The anxiety of residents living north of Winnipeg is rising along with the Red River as a new ice jam has formed.

Earlier Thursday morning, an ice jam that had caused severe flooding in St. Andrews broke loose. But now it's all jamming up again at Lower Fort Garry, about 13 kilometres north of St. Andrews.

It is choking the river and backing the water southward, threatening several homes near Lockport, four kilometres north of St. Andrews. Paul Guyder, the emergency co-ordinator for the rural municipality of St. Andrews said efforts are now being made to get ahead of the next jam.

Crews are sandbagging areas north of the Lower Fort Garry ice, hoping to protect them from the next possible blockage.

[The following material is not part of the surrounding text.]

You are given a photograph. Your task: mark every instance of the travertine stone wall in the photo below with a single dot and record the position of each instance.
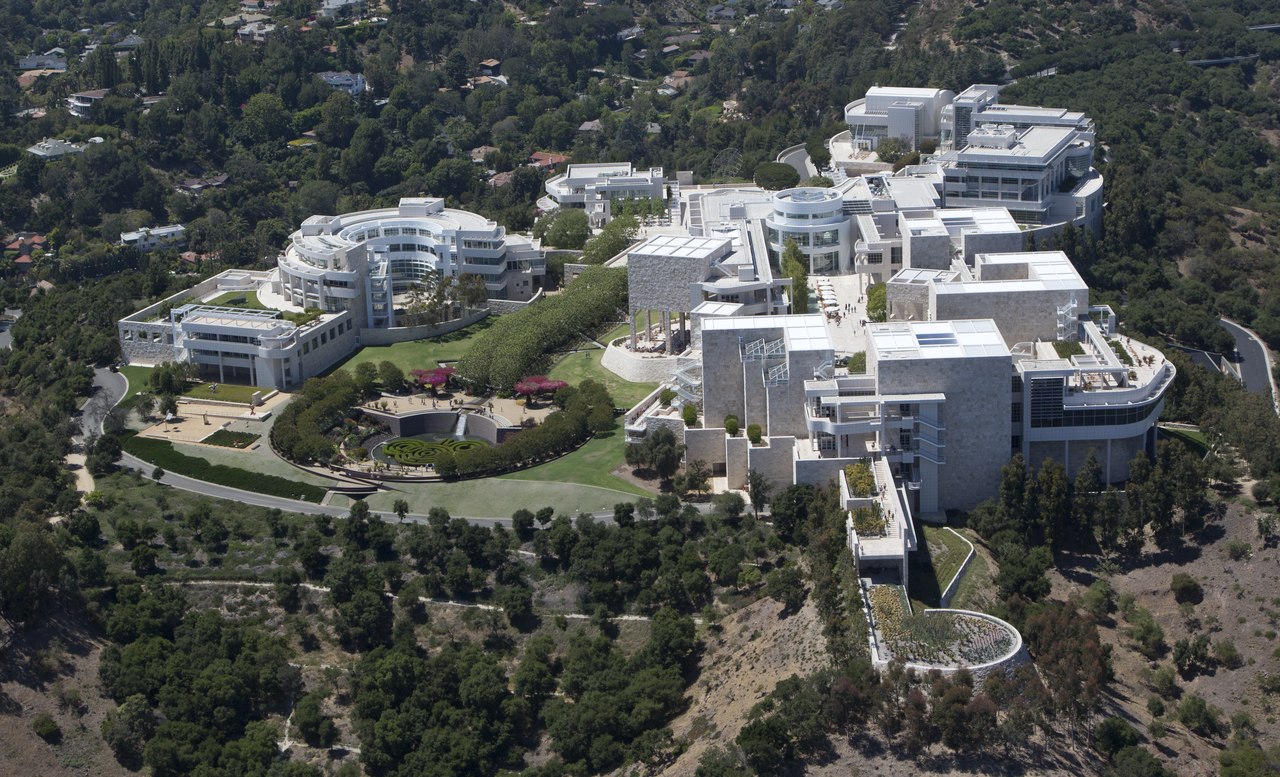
(976, 415)
(662, 282)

'I've got accommodations out here for my guests and … right now the water is within a foot-and-a-half of going into those rooms.'—Stu McKay

Stu McKay, who owns Cats on the Red, a fishing outfitter near Lockport, said the river rose about four-and-a-half metres in two hours, beginning immediately after the St. Andrews blockage was dislodged around 9 a.m.

"I've got accommodations out here for my guests and … right now the water is within a foot-and-a-half of going into those rooms," he said.

He said two roads in the area, River Road and Lyle Drive, are under water.

McKay believes the province is doing its best to break up the ice with the technology it has, but he doesn't believe the Amphibex equipment is strong enough. The Amphibex Excavators are something like floating backhoes that can break up solid ice and ice jams.

"It's like taking a pocket knife to a major gun fight," said McKay. "They just don't have the gonads to do the job — those little machines. Again, they're a brilliant piece of engineering, but they don't have the muscle."

Evacuation alert lifted in East St. Paul

Meanwhile, the emergency operations committee in East St. Paul has lifted the evacuation alert for residents in that area. River levels have begun to subside with the St. Andrews ice jam gone, said committee spokeswoman Cindy Brown.

However, the level of the Red River remains high, so residents should remain vigilant, she warned. The state of emergency in the rural municipality is still in effect.

Emergency crews have brought in huge chunks of limestone rock to fill in low-lying areas within four rural municipalities — St. Andrews, St. Clements, East St. Paul and West St. Paul — which all declared states of emergency on Wednesday.

The province also deployed a second sandbagging machine, 100,000 additional sandbags and almost three kilometres of tube diking to the area. The new technology uses 15-metre-long tubes that are filled with water and strung together or stacked.